Di mana sebuah organisasi memiliki pabrik dan kantornya di lokasi yang berbeda, sentralisasi layanan kantor tidak dapat dilakukan. Dalam kasus seperti itu, aktivitas kantor harus didesentralisasikan untuk kinerjanya yang efisien.

Misalnya jika operasi yang berhubungan dengan penanganan surat dilakukan oleh masing-masing departemen secara terpisah maka akan dikatakan bahwa penanganan surat terdesentralisasi.

Keuntungan dari Desentralisasi

Sentralisasi tidak mungkin atau tidak diinginkan untuk semua jenis kegiatan. Ini dapat dilakukan dengan lebih baik secara departemen karena keuntungan berikut:

  1. Kerahasiaan urusan departemen terjaga dengan baik.
  2. Keterlambatan dalam melakukan operasi dapat dihindari karena dilakukan di departemen yang membutuhkan.
  3. Staf yang melekat pada departemen mengembangkan rasa loyalitas terhadapnya, dan juga mengembangkan minat pribadi dalam pekerjaan.
  4. Karena seorang pekerja sedang bekerja, di departemen fungsional, pekerjaan dapat dilakukan dengan segera.
  5. Pegawai departemen memahami masalah departemen dan memiliki pengetahuan tentang teknis departemen. Oleh karena itu staf dapat melakukan pekerjaan lebih cepat dan dengan cara yang lebih baik.

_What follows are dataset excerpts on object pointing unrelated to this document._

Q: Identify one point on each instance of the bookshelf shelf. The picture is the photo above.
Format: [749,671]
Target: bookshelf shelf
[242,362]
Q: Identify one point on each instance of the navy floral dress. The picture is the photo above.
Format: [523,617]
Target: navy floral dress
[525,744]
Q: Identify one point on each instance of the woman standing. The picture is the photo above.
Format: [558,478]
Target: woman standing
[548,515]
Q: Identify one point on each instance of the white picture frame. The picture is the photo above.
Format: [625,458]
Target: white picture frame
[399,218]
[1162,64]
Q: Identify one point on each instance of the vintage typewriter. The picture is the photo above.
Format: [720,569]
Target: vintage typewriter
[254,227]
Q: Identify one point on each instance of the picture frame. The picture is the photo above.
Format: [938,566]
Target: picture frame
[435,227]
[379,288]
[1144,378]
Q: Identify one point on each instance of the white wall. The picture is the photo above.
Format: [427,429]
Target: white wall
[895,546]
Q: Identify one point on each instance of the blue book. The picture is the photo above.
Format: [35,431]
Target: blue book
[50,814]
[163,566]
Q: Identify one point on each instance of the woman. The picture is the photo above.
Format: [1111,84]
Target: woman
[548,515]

Kerugian dari Desentralisasi

Kerugian dari pengaturan desentralisasi adalah sebagai berikut:

  1. Total beban kerja kantor tidak dapat didistribusikan di antara personel dari berbagai departemen.
  2. Kualitas pekerjaan mungkin buruk karena kurangnya spesialisasi dan mesin khusus.
  3. Akan ada duplikasi usaha, peralatan dan mesin dll, hal ini menyebabkan operasi tidak ekonomis.
  4. Mungkin tidak ada keseragaman prosedur kantor yang diikuti di departemen yang berbeda.
  5. Standardisasi prosedur dan peralatan kantor tidak memungkinkan. Pekerjaan dapat dilakukan di departemen yang berbeda dengan cara yang berbeda dan dengan peralatan yang berbeda.
  6. Desentralisasi menimbulkan masalah koordinasi kerja antar departemen yang berbeda.

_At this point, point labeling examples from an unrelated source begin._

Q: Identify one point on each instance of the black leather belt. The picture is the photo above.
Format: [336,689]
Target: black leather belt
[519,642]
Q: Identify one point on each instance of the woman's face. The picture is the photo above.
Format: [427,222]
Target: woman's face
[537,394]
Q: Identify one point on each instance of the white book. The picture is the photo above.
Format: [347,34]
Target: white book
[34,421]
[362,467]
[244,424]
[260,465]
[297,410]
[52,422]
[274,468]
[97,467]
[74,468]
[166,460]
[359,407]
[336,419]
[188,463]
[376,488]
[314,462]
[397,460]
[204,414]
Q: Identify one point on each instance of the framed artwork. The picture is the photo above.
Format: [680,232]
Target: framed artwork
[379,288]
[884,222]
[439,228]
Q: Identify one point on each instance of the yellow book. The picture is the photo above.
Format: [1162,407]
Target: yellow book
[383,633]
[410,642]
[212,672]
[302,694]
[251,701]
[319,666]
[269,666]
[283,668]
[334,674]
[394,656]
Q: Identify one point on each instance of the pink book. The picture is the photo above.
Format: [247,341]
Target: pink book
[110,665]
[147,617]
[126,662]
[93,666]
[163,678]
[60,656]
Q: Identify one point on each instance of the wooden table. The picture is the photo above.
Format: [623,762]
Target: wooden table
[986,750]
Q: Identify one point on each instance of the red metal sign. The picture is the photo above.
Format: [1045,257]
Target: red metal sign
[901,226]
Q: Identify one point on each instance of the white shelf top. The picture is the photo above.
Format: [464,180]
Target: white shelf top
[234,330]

Sentralisasi atau desentralisasi fisik yang lengkap tidak layak dan tidak diinginkan di kantor modern bisnis berskala besar. Secara teoritis, pemusatan pekerjaan kantor diinginkan karena menetapkan tanggung jawab di bawah eksekutif yang cakap, menghindari duplikasi dan memungkinkan pengawasan yang lebih baik dengan distribusi beban kerja individu yang lebih merata.

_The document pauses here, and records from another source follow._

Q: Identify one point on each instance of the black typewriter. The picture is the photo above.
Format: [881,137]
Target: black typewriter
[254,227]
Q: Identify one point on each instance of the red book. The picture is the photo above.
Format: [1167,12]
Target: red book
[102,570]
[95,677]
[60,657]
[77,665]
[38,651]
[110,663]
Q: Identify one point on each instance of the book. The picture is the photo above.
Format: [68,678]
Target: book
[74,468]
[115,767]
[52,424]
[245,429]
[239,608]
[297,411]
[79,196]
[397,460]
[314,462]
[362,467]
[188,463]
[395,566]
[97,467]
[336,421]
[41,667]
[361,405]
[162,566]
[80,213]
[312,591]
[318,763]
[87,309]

Dalam praktiknya, sentralisasi tidak dapat dipraktikkan dalam bentuk murni. Pekerjaan kantor terdiri dari serangkaian aktivitas yang berbeda seperti pengarsipan, surat, akuntansi, dll. Sekali lagi, beberapa perusahaan mungkin memiliki pabrik di satu tempat; yang lain mungkin ada di seluruh negeri. Dalam beberapa kekhawatiran ada volume pekerjaan yang lebih besar dibandingkan dengan yang lain.

Dengan segala variasi tersebut persoalan sentralisasi atau desentralisasi cenderung menjadi persoalan tersendiri bagi setiap perusahaan. Oleh karena itu, pengarsipan layanan kantor umum dan rutin, penggandaan pengetikan dll terpusat di Kantor Umum.

Sementara staf terpisah disediakan untuk masing-masing departemen untuk kinerja kegiatan tersebut yang tidak dapat dipusatkan. Koordinasi kegiatan departemen fungsional juga dipengaruhi oleh General Office.